What do musicians earn? What if we had these statistics for filmmakers?

First let's look at a crop of the musician infographic (the entire image is at the bottom of the post because it's so long):
The column on the right is a bit confusing; it's a pie chart of the total profit from a sale. So for a $10 self-pressed CD, the pink (artist) slice is only $8 because the CD presser took $2; for a retail album sale neither the gray (record label) nor pink slice are very large because the CD presser, shipper, and brick-and-mortar store collectively took home the majority of the sale.
The statistics show, if you're a musician, to make a barely livable wage, every month you need to do one of the following (I've indicated in parenthesis if this is independently or under contract to a record label):
- Sell 150 CDs yourself (no label)
- Sell 1,200 albums through iTunes (label)
- Sell 1,500 tracks through CDbaby (no label)
- Sell 12,000 tracks through Amazon MP3 (label)
- Stream 850,000 tracks through Rhapsody (label)
- Stream 1.5 million tracks through last.fm (label)

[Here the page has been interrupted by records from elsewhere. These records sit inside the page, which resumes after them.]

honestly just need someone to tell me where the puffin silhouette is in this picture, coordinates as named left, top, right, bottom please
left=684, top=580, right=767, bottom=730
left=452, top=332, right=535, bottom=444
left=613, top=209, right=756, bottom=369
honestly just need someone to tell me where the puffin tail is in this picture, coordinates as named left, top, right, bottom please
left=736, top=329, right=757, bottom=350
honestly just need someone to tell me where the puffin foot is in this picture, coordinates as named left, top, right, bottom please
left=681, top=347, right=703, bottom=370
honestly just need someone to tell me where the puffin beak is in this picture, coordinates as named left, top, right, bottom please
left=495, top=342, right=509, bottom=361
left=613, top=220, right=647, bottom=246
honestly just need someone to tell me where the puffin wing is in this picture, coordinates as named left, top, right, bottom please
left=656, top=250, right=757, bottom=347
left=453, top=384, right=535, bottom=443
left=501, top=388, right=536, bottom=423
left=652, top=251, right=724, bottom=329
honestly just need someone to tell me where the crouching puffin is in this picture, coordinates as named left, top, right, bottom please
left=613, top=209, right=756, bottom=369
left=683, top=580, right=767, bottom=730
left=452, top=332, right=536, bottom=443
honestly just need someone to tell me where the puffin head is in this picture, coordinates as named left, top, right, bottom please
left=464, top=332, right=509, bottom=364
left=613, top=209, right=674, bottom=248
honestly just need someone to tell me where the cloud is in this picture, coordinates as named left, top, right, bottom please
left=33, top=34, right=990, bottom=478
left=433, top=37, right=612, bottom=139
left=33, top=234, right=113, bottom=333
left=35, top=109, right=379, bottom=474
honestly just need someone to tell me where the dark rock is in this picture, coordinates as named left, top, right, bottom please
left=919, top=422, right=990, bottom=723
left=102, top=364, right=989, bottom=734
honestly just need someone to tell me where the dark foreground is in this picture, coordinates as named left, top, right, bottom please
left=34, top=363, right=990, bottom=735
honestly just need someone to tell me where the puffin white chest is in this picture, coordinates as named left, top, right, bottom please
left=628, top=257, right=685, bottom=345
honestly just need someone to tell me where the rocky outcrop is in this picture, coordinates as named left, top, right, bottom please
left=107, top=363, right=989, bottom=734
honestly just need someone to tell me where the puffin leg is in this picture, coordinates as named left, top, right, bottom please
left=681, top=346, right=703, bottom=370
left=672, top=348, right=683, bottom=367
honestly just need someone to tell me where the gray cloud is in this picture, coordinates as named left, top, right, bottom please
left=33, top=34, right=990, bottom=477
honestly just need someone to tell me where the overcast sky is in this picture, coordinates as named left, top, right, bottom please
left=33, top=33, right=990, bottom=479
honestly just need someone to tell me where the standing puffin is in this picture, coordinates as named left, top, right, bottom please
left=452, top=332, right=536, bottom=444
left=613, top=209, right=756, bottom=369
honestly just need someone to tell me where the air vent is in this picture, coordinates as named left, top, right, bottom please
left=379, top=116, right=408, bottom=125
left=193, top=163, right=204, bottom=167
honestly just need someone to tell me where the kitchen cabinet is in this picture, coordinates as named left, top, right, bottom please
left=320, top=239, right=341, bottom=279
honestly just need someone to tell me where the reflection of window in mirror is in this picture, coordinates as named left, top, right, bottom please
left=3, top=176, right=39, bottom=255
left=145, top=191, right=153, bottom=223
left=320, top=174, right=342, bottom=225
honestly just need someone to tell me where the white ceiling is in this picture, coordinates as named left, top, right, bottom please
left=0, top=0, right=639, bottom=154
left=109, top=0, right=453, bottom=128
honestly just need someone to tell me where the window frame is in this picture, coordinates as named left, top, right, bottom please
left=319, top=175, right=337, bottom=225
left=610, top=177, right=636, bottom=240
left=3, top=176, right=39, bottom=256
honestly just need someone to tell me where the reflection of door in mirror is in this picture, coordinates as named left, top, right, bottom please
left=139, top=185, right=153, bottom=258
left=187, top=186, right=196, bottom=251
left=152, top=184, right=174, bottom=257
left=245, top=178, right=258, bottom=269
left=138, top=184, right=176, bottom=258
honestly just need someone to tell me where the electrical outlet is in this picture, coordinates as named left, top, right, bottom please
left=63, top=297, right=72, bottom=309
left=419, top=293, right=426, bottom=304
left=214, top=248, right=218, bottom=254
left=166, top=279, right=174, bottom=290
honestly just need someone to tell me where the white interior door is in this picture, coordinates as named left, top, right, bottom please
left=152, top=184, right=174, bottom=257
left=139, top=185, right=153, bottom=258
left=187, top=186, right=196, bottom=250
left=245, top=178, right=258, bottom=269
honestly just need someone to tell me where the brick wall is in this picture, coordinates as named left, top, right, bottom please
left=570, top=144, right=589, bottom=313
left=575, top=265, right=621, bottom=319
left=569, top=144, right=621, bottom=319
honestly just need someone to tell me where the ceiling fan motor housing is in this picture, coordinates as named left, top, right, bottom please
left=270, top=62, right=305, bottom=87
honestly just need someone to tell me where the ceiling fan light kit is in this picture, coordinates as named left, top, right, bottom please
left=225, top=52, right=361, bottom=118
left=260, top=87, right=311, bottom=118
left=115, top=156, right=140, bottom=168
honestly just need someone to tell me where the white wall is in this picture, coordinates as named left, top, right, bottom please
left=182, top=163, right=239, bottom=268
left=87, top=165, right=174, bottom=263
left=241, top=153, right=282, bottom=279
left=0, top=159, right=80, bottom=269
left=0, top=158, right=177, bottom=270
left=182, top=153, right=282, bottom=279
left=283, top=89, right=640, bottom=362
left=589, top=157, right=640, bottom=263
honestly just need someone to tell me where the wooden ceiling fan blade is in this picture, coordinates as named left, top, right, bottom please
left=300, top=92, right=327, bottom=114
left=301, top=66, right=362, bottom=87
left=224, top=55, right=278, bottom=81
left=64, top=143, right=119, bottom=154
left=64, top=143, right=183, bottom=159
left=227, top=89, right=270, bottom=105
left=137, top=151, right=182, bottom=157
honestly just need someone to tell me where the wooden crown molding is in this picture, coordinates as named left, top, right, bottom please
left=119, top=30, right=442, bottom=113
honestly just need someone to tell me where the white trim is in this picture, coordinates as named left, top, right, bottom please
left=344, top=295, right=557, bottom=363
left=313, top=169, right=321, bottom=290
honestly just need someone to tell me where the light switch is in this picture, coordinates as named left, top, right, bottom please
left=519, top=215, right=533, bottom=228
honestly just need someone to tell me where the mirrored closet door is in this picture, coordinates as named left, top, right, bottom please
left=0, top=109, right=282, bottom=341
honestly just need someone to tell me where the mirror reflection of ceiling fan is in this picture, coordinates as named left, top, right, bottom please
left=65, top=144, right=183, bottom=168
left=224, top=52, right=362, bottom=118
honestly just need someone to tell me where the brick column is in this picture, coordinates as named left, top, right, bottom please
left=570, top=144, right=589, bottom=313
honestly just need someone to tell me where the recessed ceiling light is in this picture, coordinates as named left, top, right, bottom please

Now, the key of course is to take more than one approach, so that a few self-sold albums, several hundred track sales on iTunes, and a bunch of streams all add up to collectively keep the lights on. I also suspect some of this information is dated (though he only published this last month) because some indie distributors today aren't taking as aggressive a cut of sales as "traditional" labels. Here's the full infographic, which illustrates in no uncertain terms why most folks feel that the music itself is just a loss-leader these days for profits from live shows and licensing:
I'd love to see this graphic created for filmmakers with theatrical, DVD, TV rights, VOD, download-to-own, etc. illustrated in the same way. Unfortunately I don't have much to add yet, but this is why I've started sharing analytics. Sooner or later these analytics will be film-related instead of (or in addition to) blog-related numbers.